8. Y concluye: “Comentando estas palabras del real Profeta: “Has puesto más alegría en mi corazón” (Sal 4, 7) San Agustín anota: El Profeta nos enseña aquí a no buscar la felicidad que proviene de cosas externas, sino el gozo que brota de adentro de la celda secreta del corazón, en el cual Cristo nuestro Redentor dice que debemos orar al Padre Eterno.

Sulpicio Severo cuenta que el obispo San Martín tenía alivio para sus trabajos con la oración. Así como los herreros para aliviar su fatiga dan unos cuantos golpes en blanco sobre el yunque, él, cuando estaba cansado, rezaba.

Se dice de otro siervo de Dios que estando en su celda con el alma llena de tristeza y de una aflicción increíble, con que Dios en ciertos tiempos lo visitaba, oyó una voz dentro de él que le decía: ¿Qué haces aquí, holgazán?, desperdiciándote en vano? Levántate y medita en mi pasión!

Se levantó inmediatamente y se puso a meditar los misterios de la pasión de Cristo; enseguida desapareció la tristeza y se sintió consolado y revivido, y continuando en esa práctica nunca más volvió a sentir aquella tentación” (Alfonso Rodríguez, Ejercicio de Perfección, p. 1003-1104).

9. No sólo con la oración se vence la envidia. Pero este es el primer e insustituible paso.

El Catecismo de la Iglesia Católica apunta a otro cuando dice: “La envidia representa una de las formas de la tristeza y, por tanto, un rechazo de la caridad; el bautizado debe luchar contra ella mediante la benevolencia.” (CIC 2540).

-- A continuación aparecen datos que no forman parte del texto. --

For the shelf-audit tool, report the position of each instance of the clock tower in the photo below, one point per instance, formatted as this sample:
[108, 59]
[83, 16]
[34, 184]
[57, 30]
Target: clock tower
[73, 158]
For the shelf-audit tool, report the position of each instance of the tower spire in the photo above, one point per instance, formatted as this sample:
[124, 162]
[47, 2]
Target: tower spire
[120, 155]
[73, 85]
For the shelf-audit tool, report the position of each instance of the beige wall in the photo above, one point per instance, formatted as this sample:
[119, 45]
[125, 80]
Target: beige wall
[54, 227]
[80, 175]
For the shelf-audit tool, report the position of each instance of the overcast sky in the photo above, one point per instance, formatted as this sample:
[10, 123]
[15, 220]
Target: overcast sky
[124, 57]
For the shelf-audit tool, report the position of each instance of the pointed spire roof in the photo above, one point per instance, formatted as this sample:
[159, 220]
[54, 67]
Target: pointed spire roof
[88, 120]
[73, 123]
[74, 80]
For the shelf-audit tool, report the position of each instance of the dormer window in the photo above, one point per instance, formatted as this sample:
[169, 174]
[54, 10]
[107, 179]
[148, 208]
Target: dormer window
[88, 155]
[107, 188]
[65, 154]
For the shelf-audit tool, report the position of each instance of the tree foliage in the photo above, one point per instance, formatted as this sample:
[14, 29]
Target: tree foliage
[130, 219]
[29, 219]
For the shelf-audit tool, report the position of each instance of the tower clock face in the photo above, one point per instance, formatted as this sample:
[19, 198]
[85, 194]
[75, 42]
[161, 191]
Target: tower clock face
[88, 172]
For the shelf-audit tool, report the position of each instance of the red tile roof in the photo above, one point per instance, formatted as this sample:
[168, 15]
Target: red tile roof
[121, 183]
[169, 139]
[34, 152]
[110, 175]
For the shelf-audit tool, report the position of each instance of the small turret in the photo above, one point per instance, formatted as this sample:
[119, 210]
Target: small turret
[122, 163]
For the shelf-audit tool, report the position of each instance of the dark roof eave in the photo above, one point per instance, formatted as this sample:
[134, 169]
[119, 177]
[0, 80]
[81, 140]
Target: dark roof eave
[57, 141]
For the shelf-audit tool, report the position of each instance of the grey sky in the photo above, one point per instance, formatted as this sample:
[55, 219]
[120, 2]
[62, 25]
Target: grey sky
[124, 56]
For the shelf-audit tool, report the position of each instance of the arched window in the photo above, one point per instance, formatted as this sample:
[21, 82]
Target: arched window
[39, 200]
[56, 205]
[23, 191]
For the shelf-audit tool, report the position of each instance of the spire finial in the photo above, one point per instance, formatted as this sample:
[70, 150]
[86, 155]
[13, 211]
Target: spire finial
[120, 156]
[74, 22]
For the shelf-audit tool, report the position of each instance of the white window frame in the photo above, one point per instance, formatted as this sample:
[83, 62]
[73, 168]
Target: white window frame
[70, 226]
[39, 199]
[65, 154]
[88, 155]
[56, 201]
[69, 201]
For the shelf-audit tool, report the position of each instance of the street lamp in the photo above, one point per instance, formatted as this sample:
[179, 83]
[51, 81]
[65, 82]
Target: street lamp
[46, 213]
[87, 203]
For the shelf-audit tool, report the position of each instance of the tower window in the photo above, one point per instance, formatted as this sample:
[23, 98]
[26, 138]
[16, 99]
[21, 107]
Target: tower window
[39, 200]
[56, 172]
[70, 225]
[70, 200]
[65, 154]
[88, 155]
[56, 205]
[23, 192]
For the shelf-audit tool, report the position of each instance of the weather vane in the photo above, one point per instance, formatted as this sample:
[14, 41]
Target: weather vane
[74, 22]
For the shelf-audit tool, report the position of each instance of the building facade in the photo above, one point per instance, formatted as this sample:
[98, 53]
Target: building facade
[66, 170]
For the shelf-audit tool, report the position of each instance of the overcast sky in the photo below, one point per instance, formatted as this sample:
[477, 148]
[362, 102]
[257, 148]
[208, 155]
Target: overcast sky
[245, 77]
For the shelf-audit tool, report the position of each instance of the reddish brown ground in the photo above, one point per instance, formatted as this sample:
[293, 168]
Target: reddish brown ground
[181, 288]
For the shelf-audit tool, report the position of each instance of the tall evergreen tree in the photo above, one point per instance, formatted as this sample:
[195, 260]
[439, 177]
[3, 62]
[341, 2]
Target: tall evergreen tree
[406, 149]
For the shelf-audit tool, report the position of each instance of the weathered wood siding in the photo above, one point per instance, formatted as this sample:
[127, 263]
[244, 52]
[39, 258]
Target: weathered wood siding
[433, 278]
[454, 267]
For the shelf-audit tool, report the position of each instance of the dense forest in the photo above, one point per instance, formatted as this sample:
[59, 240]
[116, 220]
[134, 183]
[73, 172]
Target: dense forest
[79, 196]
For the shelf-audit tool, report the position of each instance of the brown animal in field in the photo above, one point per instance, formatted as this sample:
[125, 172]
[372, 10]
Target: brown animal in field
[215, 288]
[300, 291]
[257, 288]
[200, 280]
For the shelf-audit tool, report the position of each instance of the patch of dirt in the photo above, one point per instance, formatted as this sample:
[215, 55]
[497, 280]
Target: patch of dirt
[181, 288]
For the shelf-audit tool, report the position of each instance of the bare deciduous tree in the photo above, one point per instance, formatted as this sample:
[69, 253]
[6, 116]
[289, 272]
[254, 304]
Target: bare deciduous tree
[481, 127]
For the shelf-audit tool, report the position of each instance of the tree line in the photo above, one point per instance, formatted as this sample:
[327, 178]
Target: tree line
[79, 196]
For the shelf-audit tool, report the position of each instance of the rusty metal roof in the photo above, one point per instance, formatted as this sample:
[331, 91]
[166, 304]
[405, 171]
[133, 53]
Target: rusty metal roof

El bien disfrutado por los demás es un buen recordatorio para nosotros: nos ayuda a mantenernos humildes y nos recuerda lo que somos ante el Señor.

10. San Juan Crisóstomo propone un tercer remedio: “Te gustaría ver a Dios glorificado por ti? Bien, regocíjate en el progreso de tu hermano, y he aquí, Dios será glorificado por ti. Dios será alabado -se dirá- por la victoria sobre la envidia conquistada por su siervo, que supo hacer de los méritos ajenos motivo de su propio gozo” (Homilia ad Romanos, 7, 3).

11. Son, pues, tres los recursos que se te ofrecen hacia las personas que envidias: la oración, el ejercicio de la humildad y la satisfacción con los dones que han recibido de Dios.

Con la esperanza de dar grandes pasos en esta hermosa lucha, te aseguro mi recuerdo al Señor y te bendigo.